Health dept. to launch spill website

The North Dakota Department of Health is currently testing out designs for an online reference that would list all commercial, agricultural, and energy-related spills that get reported in the state.

Already considered public documents, the incident reports will be made more readily available at the website of the department’s Environmental Health Section (www.ndhealth.gov/ehs/).

“We felt this would be the best way to present this in a timely manner,” said Dennis Fewless, director of the EHS water quality division. Asked what prompted the departmental section’s decision to launch the page, he replied, “Well, we’re listening to you, the reporters and the public.”

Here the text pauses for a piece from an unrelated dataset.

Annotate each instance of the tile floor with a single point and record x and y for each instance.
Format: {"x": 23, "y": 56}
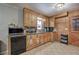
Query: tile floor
{"x": 54, "y": 48}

The move comes after concerns were raised regarding the state’s handling of a sizable pipeline leak near Tioga discovered Sept. 29. By the time a farmer found the spill in his wheat field, a quarter-sized hole in the six-inch, Tesoro Logistics-owned line had released around 20,600 barrels of crude oil that covered the uppermost 10 feet of soil over seven acres.

Despite being among the bigger spills on land in United States history, information on the incident was not disclosed by the company or state officials until Oct. 10, to the dismay of the media and watch groups. In the kerfluffle that followed it has become clear that hundreds of such reports routinely go unpublicized.

While companies operating in North Dakota are required to report hazardous spills to the proper agencies, there is no legal requirement that the state’s health deparment notify the public of such incidents. However, Fewless explained that their policy has always been to alert residents when a spill is deemed a health threat, such as contamination of an aquifer. As the soil in that particular site had an underlaying of clay and monitoring wells drilled during containment had confirmed that the spill had no groundwater impact, it was not considered to be such a threat.

The new website will change this approach. Hopeful that it should be up sometime this week, Fewless described what information would be reported. Each listed incident would include the date a spill occured, when it was reported, and the site’s location. Also specified will be which contaminant was involved, generally crude, diesel, or saltwater separated from the oil after extraction. Whether the spill was contained or not contained on the well pad will also be noted, as would an estimate of the volume lost.

“Initially we have to depend on the company,” he said of figuring volume, a reported estimate which develops into a more accurate number as remediation continues. The company names will not be on the listing itself, but a linked .pdf document of each original report will be available that would contain that information.

In North Dakota, companies are responsible for reporting any spills during operations, as well as the process of containing them and restoring any damages. Health officials perform site inspections to ensure remediation is up to standard. The department has been trying to keep up with expanded oil production in the Bakken, getting an additional eight full-time equivalent staff members during the last legislative session.

“We’re at a point where we’re catching up,” said Fewless, though as more wells and pipeline continue to be added, it is uncertain whether the new personnel will be enough. “We’ll see. We’ll have to evaluate that on an annual basis.”

For concerned residential groups such as the Dakota Resource Council and Northwest Landowners Association, while there are a number of petroleum-related issues they lobby for, the health department’s new site will at least be a step forward for public disclosure.

“We have been asking them to do that for quite some time,” said Don Morrison, DRC’s executive director. “We’ve been concerned for quite some time about the secrecy” surrounding the industry, he said. “If you believe in good government and you want to work with the people in the state, it’s kind of a no-brainer that you don’t keep secrets from them.”

“It’s fine,” said Myron Hanson, chairman of the NWLA. “If they get reported,” he added, expressing concern that a number of smaller saltwater and well-site spills do not get reported. Industry-dubbed “produced water” is of particular concern to Hanson, a farmer in Bottineau County, as it is harder to clean up than oil and makes the soil unusable for most agricultural purposes. “You can remediate oil. Saltwater, that’s a different deal.”

Though it is up to private enterprises to report their mishaps in a timely and accurate manner, Fewless does not think the self-reporting system is prone to abuse.

“We haven’t really experienced that,” he said of noncompliance, adding that companies have so far been responsible. “It’s just part of their business. If they do not report, then there certainly would be penalties.”

This would be a monetary penalty, the reckoning of which would consider the scale of the spill, the cause, timeliness of response and general willingness to cooperate. “Each site is different,” he explained. “It’s hard to lump it all into a given decision tree.”

Additional information about the state’s spill reporting and emergency response procedures can be found at (www.ndhealth.gov/WQ/GW/spills.htm). The URL for the reporting site will be announced when it launches.

“We’ll start with this and go from there,” Fewless said of it. “One step at a time.”